With federal agencies now needing to adopt this concept, combined with some of the rethinking caused by the pandemic, experts see zero trust adoption skyrocketing in the second half of 2021.
“Organizations need to strongly consider a zero trust approach to security, which can ensure damage is limited even in the case that privileged accounts are compromised. Rationalizing the applications, identities, access and roles into a manageable and understandable structure is the foundation of a zero trust architecture,” said Kevin Dunne, president at security firm Pathlock. “From there, organizations can implement more investigative and preventative policies to ensure that the access that has been granted is being used as it was intended to be.”
Attackers Diversify
While ransomware might have topped the agenda of the U.S. and Russia summit, cybersecurity experts don’t expect attacks using crypto-locking malware to stop anytime soon.
One reason—the money is too good for cybercriminals to stop. In the first quarter of 2021, incident response firm Coverware reported that the average ransom payment topped $220,00, a 43 percent increase from the previous quarter.
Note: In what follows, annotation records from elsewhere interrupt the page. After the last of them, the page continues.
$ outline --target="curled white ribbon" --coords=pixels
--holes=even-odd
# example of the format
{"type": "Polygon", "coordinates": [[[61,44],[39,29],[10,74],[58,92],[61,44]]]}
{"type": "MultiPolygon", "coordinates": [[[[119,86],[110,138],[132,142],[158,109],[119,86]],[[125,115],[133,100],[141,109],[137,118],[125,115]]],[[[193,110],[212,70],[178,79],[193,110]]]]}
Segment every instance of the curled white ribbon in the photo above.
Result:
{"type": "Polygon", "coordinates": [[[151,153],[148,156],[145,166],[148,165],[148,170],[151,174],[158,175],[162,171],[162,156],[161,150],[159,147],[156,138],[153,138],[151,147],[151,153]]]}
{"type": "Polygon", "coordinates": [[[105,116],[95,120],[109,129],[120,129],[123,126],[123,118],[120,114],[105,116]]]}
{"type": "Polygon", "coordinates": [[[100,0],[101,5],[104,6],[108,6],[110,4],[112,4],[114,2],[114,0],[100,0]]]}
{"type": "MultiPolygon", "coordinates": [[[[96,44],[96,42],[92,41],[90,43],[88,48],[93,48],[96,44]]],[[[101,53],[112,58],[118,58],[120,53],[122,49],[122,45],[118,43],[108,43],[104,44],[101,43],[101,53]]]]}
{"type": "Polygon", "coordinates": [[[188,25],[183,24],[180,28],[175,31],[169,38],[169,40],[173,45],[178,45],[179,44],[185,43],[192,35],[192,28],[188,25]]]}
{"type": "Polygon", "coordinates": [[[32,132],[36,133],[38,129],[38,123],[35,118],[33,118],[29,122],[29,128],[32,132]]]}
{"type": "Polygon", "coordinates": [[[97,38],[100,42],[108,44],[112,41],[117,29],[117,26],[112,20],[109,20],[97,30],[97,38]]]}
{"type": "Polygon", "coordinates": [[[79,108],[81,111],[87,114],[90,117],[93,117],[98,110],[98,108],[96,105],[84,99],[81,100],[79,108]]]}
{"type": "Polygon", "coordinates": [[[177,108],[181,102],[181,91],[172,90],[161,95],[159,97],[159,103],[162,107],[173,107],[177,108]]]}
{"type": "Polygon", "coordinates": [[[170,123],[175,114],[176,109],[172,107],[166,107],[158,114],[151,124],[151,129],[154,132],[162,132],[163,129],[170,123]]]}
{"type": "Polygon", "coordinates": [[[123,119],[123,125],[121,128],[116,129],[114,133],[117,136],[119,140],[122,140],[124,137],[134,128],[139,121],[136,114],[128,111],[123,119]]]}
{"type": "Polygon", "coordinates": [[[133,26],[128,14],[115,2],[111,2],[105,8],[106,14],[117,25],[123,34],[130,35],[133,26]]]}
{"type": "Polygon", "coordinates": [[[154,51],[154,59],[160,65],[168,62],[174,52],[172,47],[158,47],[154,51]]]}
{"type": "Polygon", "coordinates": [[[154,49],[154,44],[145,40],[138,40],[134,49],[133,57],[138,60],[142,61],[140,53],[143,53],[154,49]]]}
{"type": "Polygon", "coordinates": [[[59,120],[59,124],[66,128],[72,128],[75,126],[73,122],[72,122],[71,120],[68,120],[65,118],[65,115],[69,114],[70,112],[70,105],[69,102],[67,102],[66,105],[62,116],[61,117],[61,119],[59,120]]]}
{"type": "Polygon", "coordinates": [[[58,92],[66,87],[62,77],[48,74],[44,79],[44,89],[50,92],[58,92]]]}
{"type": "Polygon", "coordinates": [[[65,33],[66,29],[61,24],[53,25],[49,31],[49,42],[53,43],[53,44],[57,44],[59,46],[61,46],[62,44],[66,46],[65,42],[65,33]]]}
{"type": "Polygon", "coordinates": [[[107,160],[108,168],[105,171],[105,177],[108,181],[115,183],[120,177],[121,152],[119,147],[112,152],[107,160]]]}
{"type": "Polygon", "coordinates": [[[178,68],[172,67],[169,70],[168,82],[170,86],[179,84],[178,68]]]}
Sherrod DeGrippo, senior director of threat research and detection at security Proofpoint, however, points out that attackers will likely continue to vary the methods as the year progresses and workers slowly return to offices. The company’s recent CISO report found executives are concerned about a wide range of threats from business email compromise, to cloud account takeover attacks to inside threats.
“The vast range of the attack surface will make it even more difficult to stop any one threat campaign,” DiGrippo told Dice. “Through the last year, we have seen threat actors become very adept at using whatever’s in the news cycle as a lure in email-based phishing campaigns, from vaccine availability to the 2020 Presidential Election. The mass migration to remote work in 2020 was a significant campaign lure so we suspect the shift back to the office, and any other topic in the public zeitgeist, to be used as a phishing lure to solicit a click and the opening for a breach.”